Son muchos los signos de su presencia y de su cercanía, pero tenemos que educarnos para aprender a percibir, a descubrir y a sentir esa presencia que está muchas veces más allá de lo que podríamos considerar lo inmediato de nuestra existencia.
Cuando decimos que Jesús está vivo, no se puede tratar sólo de una afirmación construida con unas cuantas palabras que nos resultan tener sentido.
Confesar que Jesús está vivo es decir que lo reconocemos con nuestras propias vidas, con el testimonio y la coherencia de lo que somos y lo que hacemos.
Jesús está vivo es algo que se ve en nuestros estilos de vida, en la manera en que practicamos el Evangelio, en los valores que defendemos y en la alegría que transmitimos a los demás.
Ojalá podamos decir un día que somos de aquellos dichosos que han creído sin haber visto; pero que han abierto su corazón al Señor y lo han sentido vivo y presente en cada instante de nuestra vida.
Entonces, también nosotros, podremos decir que hay muchas otras cosas que quisiéramos compartir de lo que ha hecho el Señor en nosotros y nos alegramos de poder ser hoy testigos para muchos de Jesús, el Señor, que ha resucitado y nos llama a la vida.
La Pascua de Tomás
Juan 20,19-31: “¡Señor mío y Dios mío!”
Hoy, segundo domingo de Pascua, celebramos… la “Pascua de San Tomás”, ¡el apóstol que estaba ausente de la comunidad apostólica el domingo pasado!

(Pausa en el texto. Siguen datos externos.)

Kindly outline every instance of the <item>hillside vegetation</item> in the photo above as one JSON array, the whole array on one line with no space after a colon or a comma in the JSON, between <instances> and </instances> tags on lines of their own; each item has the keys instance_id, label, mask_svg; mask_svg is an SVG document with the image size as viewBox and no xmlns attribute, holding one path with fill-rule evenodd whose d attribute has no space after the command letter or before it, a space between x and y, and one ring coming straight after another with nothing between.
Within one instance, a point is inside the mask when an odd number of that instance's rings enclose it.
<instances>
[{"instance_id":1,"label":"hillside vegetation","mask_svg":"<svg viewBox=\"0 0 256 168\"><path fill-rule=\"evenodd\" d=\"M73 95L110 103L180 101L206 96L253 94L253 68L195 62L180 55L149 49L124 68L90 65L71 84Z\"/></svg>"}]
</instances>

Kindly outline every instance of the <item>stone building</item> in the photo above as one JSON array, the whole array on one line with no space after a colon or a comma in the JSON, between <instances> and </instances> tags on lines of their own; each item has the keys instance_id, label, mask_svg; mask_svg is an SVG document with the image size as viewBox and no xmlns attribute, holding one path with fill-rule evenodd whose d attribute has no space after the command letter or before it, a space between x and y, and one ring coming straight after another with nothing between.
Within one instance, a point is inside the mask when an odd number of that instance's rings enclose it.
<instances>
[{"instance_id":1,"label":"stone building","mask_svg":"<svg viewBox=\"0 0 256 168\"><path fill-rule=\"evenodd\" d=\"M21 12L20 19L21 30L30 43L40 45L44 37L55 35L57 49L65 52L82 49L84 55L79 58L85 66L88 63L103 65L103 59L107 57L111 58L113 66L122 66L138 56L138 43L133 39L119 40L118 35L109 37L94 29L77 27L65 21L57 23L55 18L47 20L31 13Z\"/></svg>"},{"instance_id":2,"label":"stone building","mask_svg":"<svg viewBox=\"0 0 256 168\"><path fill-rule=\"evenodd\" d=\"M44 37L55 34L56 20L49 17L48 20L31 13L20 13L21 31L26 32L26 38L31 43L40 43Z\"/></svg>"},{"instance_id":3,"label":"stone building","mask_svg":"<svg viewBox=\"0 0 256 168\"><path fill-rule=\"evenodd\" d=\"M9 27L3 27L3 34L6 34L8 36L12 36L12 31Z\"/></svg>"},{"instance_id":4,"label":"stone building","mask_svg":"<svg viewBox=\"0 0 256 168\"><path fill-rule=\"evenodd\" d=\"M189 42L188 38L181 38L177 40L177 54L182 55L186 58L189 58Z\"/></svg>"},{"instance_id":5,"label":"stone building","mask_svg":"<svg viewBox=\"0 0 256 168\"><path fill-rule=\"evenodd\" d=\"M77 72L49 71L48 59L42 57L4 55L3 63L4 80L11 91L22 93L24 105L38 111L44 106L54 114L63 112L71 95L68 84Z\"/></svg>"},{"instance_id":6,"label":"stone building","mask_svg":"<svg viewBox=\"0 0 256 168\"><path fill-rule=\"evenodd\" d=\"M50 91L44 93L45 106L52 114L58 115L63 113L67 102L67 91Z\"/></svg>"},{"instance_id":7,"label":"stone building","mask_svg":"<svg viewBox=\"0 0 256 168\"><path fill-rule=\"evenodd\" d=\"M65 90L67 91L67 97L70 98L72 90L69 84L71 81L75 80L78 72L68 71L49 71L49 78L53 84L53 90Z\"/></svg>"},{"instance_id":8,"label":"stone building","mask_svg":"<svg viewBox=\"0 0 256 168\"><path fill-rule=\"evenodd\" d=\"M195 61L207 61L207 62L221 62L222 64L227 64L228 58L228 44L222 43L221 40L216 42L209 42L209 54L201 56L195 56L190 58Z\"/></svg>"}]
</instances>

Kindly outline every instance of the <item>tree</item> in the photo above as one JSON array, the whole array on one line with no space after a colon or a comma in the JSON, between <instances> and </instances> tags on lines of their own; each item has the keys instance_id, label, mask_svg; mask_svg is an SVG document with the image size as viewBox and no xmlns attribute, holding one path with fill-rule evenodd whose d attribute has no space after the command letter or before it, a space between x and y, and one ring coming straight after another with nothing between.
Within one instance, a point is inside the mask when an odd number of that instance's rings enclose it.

Este domingo también se llama el “Domingo de la Divina Misericordia”, desde el 30 de abril de 2011, día de la canonización de Sor Faustina por el Papa Juan Pablo II. Mientras alabamos al Señor por su misericordia, le damos las gracias de forma muy especial por el don del Papa Francisco, que ha hecho de la misericordia uno de los “leitmotiv” de su pontificado.
Los temas que nos propone el evangelio son muchos: el domingo (“el primer día de la semana”); la Paz del Resucitado y la alegría de los apóstoles; el “Pentecostés” y la Misión de los apóstoles (según el evangelio de Juan); el don y la tarea confiados a los apóstoles de perdonar los pecados (razón por la que celebramos hoy el “Domingo de la Divina Misericordia”); el tema de la comunidad (¡de la cual Tomás se había ausentado!); pero sobre todo, ¡el tema de la fe! Me limitaré a centrarme en la figura de Tomás.
Tomás, nuestro gemelo
Su nombre significa “doble” o “gemelo”. Tomás ocupa un lugar destacado entre los apóstoles: tal vez por ello se le atribuyeron los Hechos y el Evangelio de Tomás, apócrifos del siglo IV, “importantes para el estudio de los orígenes cristianos” (Benedicto XVI, 27.09.2006).
Nos gustaría saber de quién es gemelo Tomás. Podría ser de Natanael (Bartolomé). De hecho, esta última profesión de fe de Tomás encuentra correspondencia con la primera, hecha por Natanael, al inicio del evangelio de Juan (1,45-51). Además, su carácter y comportamiento son sorprendentemente similares. Por último, ambos nombres aparecen relativamente cercanos en la lista de los Doce (véase Mateo 10,3; Hechos 1,13; y también Juan 21,2).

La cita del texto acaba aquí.